Ongoing innovations and advances

Another major difference between complementary talent and the gig economy comes from ongoing development. The gig economy has not revolutionized the nature of work -- it’s merely falling back on pre-FLSA models. The contingent labor space continues to explore, pioneer and refine the relationships between talent and businesses, designing solutions intended to motivate all stakeholders. Right now, we’re witnessing forward momentum in the complementary talent space, with advances in social recruiting, online marketplaces, employment branding, candidate branding, interaction-based job applications, video interviewing and a host of alternative strategies aimed at placing top talent in optimally matched business cultures. And all without the risk or brewing dissent that’s plaguing the gig economy.

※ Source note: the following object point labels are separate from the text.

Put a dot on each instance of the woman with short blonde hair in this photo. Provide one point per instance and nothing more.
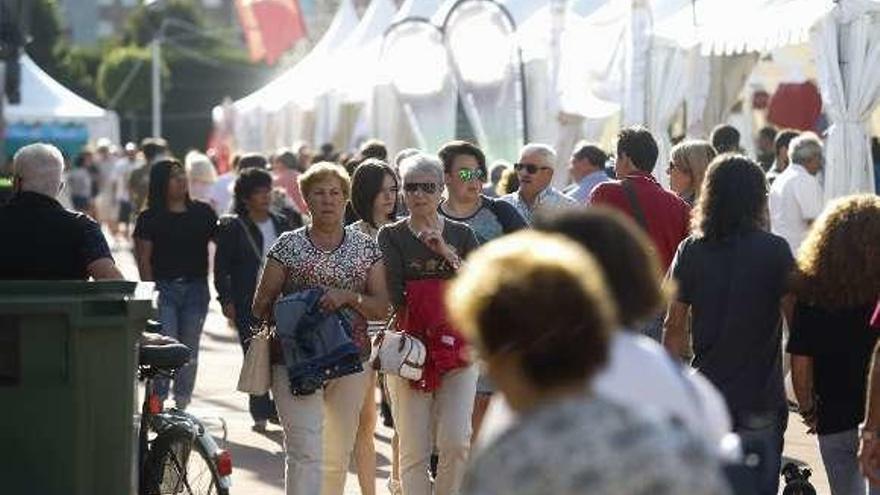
(320, 429)
(687, 167)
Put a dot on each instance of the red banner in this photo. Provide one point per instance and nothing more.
(271, 27)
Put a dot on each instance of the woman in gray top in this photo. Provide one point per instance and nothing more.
(422, 247)
(543, 331)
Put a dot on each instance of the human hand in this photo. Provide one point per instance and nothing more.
(334, 299)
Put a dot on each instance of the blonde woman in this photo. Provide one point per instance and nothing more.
(687, 167)
(201, 174)
(837, 283)
(320, 429)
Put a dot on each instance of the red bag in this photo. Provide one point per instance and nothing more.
(426, 319)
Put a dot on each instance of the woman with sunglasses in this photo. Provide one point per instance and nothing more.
(421, 251)
(374, 195)
(687, 167)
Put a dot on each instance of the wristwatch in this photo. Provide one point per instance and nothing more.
(867, 434)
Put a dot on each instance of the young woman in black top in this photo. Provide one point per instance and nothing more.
(171, 246)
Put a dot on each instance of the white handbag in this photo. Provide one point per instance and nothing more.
(255, 377)
(398, 353)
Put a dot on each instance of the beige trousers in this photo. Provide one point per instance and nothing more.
(319, 432)
(416, 414)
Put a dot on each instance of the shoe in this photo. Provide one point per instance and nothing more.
(394, 487)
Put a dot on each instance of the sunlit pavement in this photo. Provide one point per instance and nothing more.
(258, 460)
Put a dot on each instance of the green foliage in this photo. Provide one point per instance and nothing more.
(144, 22)
(125, 75)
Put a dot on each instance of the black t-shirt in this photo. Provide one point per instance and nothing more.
(180, 240)
(43, 241)
(840, 343)
(734, 288)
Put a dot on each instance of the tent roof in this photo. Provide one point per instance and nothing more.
(340, 27)
(43, 98)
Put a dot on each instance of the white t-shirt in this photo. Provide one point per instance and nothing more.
(641, 375)
(267, 230)
(795, 201)
(221, 193)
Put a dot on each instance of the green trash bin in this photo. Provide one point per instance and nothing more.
(68, 359)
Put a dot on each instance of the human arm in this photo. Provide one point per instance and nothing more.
(869, 450)
(802, 379)
(268, 289)
(675, 329)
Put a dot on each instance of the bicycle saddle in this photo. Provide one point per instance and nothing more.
(166, 356)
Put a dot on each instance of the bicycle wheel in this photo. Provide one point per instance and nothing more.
(179, 464)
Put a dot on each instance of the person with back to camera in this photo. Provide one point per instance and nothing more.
(733, 277)
(543, 331)
(837, 281)
(46, 241)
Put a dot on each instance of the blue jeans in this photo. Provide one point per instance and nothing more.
(765, 435)
(840, 456)
(183, 306)
(261, 407)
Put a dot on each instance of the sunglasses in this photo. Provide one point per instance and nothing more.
(530, 168)
(425, 187)
(469, 174)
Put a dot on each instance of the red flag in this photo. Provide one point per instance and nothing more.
(270, 26)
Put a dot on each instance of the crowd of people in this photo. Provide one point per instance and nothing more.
(611, 336)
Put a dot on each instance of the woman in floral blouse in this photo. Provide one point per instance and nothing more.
(319, 429)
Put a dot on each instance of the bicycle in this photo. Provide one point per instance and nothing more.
(176, 453)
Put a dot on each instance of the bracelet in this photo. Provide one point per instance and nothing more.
(868, 435)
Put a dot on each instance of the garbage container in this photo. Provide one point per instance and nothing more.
(68, 386)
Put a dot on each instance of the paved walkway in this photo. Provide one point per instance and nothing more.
(258, 458)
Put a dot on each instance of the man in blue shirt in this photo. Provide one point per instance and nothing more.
(46, 241)
(587, 169)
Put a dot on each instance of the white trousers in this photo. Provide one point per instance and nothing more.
(416, 414)
(319, 432)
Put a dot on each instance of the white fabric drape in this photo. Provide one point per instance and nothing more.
(847, 46)
(669, 80)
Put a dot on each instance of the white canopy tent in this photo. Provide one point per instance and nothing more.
(45, 100)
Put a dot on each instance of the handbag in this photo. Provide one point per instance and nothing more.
(255, 377)
(398, 353)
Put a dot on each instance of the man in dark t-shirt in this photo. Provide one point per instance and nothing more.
(44, 241)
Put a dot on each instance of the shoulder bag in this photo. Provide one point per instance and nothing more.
(398, 353)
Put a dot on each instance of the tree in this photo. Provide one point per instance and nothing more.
(124, 80)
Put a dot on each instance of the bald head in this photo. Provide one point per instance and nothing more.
(38, 168)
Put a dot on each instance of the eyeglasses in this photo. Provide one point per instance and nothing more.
(469, 174)
(530, 168)
(425, 187)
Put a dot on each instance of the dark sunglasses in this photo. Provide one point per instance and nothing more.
(469, 174)
(530, 168)
(426, 187)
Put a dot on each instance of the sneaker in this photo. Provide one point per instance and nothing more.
(394, 487)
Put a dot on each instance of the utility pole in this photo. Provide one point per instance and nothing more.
(157, 83)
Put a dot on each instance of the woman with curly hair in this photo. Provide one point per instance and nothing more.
(732, 275)
(837, 282)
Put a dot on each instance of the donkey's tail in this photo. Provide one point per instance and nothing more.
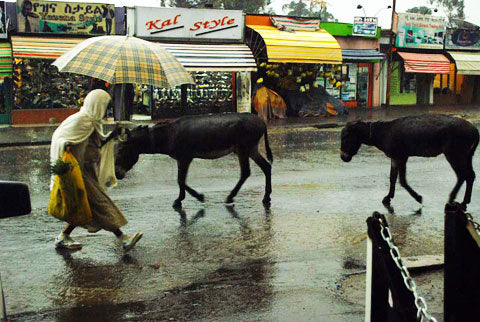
(267, 147)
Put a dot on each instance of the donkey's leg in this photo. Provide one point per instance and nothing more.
(244, 174)
(470, 178)
(393, 182)
(182, 166)
(464, 171)
(267, 170)
(402, 168)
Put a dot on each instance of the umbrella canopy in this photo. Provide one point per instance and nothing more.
(124, 59)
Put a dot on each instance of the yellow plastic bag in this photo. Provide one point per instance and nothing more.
(68, 198)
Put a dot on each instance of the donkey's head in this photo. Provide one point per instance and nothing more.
(128, 150)
(351, 139)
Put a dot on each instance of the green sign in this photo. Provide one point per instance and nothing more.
(420, 31)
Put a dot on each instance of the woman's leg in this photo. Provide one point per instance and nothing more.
(65, 241)
(68, 229)
(128, 242)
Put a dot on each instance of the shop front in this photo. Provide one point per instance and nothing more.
(209, 44)
(463, 82)
(298, 60)
(5, 69)
(362, 61)
(41, 93)
(418, 60)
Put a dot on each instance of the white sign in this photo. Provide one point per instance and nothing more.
(182, 23)
(365, 26)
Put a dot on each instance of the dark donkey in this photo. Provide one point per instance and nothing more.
(205, 137)
(426, 135)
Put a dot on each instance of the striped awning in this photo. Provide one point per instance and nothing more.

One of the most recent advances involves tapping into the power of the crowd to solve challenges with innovation, research and resource demands. Unique Crowdstaffing solutions are emerging that support the full servicing and management of contingent talent in a risk-free environment. Unlike open market models for direct hires, Crowdstaffing platforms integrate specifically with MSP/VMS programs, where staffing curators ensure 100-percent compliance as the W2 employers of record. The profit-sharing compensation structures inspire recruiters to think and act as entrepreneurs, which translates to superior performance. Workers have structure, security and support.

And because Crowdstaffing’s private marketplace leverages the skills and connections of the crowd, talent can be recruited and onboarded at massive scales. Crowdstaffing’s elastic model can accommodate any staffing demand, regardless of volume, hard-to-fill skill sets or niche positions.